A fresh analysis of thousands of social media posts from former US President Donald Trump has caught the attention of British intelligence. The pattern, they say, reveals a systematic use of disinformation tactics that mirror state-level information warfare. For those of us who have watched the corrosion of public discourse, this is not a surprise. It is a market correction in the truth economy, long overdue.
Analysts at GCHQ’s Cybersecurity and Information Resilience Unit have reportedly sifted through over 10,000 posts spanning Trump’s time in office and his post-presidency. The verdict: a consistent use of 'firehose of falsehood' techniques, including repetition of baseless claims, ad hominem attacks on credible sources, and the exploitation of algorithmic amplification. The parallels to Kremlin-style influence operations are stark, though the target is domestic rather than foreign.
Let’s be clear. This is not about partisan point-scoring. It is about the integrity of the information market. Disinformation is a tax on rational decision-making. When voters or investors cannot distinguish fact from fiction, efficiency collapses. We end up with a mispricing of risk, whether in the bond market or the ballot box.
The UK government has so far declined to name Trump directly in official statements, but the implication is inescapable. The leaked assessment warns that the tactics observed could embolden copycats, eroding trust in democratic processes. Meanwhile, the Trump camp has dismissed the report as a politically motivated leak from a foreign government. But the data speaks for itself.
From a fiscal perspective, this matters. Stable democracies command a premium in global capital markets. The US dollar and Treasury yields have historically benefited from America’s perceived institutional resilience. If we see a sustained assault on the credibility of elections and media, that premium erodes.
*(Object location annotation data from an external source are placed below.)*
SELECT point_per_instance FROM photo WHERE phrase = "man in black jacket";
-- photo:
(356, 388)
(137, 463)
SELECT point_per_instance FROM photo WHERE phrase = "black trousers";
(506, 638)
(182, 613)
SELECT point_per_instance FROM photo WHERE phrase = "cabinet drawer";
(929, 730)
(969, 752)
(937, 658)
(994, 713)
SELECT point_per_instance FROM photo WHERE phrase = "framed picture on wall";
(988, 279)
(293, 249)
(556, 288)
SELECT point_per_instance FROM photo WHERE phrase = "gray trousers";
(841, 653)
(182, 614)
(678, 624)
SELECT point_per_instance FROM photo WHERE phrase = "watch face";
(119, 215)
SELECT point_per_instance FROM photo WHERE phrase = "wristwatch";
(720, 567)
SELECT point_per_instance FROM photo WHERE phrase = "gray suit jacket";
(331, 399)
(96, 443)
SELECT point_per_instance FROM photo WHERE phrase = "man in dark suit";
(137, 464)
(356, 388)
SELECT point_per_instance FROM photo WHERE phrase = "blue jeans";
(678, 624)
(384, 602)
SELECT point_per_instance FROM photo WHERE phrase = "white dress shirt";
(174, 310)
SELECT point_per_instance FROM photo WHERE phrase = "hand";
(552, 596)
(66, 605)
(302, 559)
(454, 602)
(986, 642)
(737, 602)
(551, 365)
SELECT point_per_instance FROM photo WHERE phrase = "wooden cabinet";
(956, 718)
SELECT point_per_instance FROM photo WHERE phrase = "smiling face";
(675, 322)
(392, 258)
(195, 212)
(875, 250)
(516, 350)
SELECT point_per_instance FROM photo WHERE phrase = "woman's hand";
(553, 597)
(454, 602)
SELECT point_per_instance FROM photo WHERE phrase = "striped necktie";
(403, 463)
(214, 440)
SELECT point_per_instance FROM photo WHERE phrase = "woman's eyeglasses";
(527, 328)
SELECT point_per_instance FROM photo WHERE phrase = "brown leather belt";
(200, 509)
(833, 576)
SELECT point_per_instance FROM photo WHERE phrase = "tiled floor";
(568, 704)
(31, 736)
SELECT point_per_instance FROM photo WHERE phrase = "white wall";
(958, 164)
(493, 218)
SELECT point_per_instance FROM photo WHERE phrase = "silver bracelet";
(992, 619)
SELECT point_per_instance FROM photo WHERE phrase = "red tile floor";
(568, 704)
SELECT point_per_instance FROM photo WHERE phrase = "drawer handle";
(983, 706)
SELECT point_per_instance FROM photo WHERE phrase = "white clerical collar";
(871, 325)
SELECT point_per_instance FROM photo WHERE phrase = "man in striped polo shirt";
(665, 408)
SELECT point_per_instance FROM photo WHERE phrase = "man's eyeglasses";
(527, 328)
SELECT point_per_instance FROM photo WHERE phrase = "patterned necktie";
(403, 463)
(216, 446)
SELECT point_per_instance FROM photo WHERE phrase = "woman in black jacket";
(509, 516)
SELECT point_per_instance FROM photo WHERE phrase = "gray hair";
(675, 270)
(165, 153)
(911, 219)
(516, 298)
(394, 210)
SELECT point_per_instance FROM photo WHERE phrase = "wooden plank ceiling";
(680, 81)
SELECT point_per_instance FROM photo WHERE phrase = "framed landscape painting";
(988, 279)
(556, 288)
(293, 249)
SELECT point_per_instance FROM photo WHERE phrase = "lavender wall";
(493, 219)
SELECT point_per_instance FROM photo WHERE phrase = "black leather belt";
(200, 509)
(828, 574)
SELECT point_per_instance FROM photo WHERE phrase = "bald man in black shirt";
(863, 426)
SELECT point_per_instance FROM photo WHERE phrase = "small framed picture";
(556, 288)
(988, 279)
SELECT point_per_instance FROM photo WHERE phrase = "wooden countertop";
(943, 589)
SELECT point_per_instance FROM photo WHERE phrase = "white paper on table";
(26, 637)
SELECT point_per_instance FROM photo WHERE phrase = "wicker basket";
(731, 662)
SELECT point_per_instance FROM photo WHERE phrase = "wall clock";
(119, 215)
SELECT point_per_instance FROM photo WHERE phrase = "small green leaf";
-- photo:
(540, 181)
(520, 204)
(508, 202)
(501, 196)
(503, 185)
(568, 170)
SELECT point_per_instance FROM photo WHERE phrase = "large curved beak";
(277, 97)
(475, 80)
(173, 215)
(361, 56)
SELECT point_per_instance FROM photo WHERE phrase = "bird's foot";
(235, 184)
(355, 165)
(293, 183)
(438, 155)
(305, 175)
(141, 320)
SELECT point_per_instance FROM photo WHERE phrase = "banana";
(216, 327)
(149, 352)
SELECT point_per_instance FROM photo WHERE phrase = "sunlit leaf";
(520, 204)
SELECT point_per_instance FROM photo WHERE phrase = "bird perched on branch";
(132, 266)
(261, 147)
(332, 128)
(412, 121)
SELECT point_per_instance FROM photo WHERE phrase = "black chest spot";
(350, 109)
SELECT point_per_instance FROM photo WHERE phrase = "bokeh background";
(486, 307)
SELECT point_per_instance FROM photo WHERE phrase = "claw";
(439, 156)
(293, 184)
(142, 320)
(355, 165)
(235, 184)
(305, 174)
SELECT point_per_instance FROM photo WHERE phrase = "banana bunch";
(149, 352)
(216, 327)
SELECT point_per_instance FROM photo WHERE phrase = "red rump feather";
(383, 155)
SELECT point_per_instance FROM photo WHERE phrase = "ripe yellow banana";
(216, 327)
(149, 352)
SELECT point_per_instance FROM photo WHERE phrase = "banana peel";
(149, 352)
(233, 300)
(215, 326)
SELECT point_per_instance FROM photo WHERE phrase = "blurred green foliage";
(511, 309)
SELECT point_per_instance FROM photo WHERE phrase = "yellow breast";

Already, we have seen bouts of volatility in US sovereign debt linked to political uncertainty.
The silver lining, if you can call it that, is that central banks and financial regulators are slowly waking up to the systemic risk of disinformation. The Bank of England has recently flagged 'information contagion' as a potential amplifier of financial instability. Expect more calls for algorithmic transparency and digital identity verification. The market will demand it, or it will adjust risk premiums accordingly.
Let’s not mince words: the real cost of disinformation is not just political. It is an invisible drag on economic growth, a leakage of trust that compounds like a bad debt. And as any accountant will tell you, bad debts eventually get written off. The question is: who bears the loss?